The selected initial NLSI member teams are:

  • Lunar University Node for Astrophysics Research (LUNAR): Exploring the Cosmos from the Moon; principal investigator Jack Burns, University of Colorado in Boulder.
  • The Moon as Cornerstone to the Terrestrial Planets: The Formative Years; principal investigator Carle Pieters, Brown University in Providence, R.I.
  • Scientific and Exploration Potential of the Lunar Poles; principal investigator Ben Bussey, Johns Hopkins University Applied Physics Laboratory in Laurel, Md.
  • Impact Processes in the Origin and Evolution of the Moon: New Sample-driven Perspectives; principal investigator David Kring, Lunar and Planetary Institute in Houston.
  • Dynamic Response of the Environment at the Moon; principal investigator William Farrell, NASA Goddard Space Flight Center in Greenbelt, Md.
  • Understanding the Formation and Bombardment History of the Moon; principal investigator William Bottke, Southwest Research Institute in Boulder, Colo.
  • NASA Lunar Science Institute: Colorado Center for Lunar Dust and Atmospheric Studies; principal investigator Mihaly Horanyi, University of Colorado in Boulder.

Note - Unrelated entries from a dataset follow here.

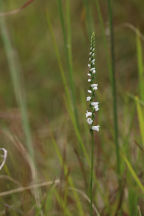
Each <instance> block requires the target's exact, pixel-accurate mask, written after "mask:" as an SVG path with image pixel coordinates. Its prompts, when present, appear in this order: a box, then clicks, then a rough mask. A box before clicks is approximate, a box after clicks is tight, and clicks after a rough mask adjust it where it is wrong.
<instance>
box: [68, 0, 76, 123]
mask: <svg viewBox="0 0 144 216" xmlns="http://www.w3.org/2000/svg"><path fill="white" fill-rule="evenodd" d="M70 17H71V14H70V0H66V28H67V44H66V48H67V63H68V69H69V81H70V89H71V95H72V103H73V109H74V114H75V119H76V123H77V125H78V127H79V121H78V114H77V106H76V96H75V89H74V87H75V85H74V78H73V65H72V39H71V18H70Z"/></svg>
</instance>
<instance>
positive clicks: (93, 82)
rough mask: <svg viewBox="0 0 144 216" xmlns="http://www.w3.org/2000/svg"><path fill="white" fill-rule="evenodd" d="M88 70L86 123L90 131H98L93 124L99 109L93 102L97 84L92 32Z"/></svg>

Teams were selected from 33 proposals. Based and managed at Ames, the NLSI is a virtual institute, enabling the newly selected members to remain at their home institutions. Partnerships and collaborations among members are highly encouraged and facilitated through a variety of proven networking tools, such as frequent videoconferences.

The NLSI opened in April 2008 and the facility is modeled after the NASA Astrobiology Institute, also based at Ames. That institute is a virtual facility that has successfully sustained a productive research program for more than a decade. The newly selected Lunar Institute teams, along with the international associate and affiliate teams, have members working together throughout the world. The institutes are supported by the Science Mission Directorate and Exploration Systems Mission Directorate at NASA Headquarters in Washington.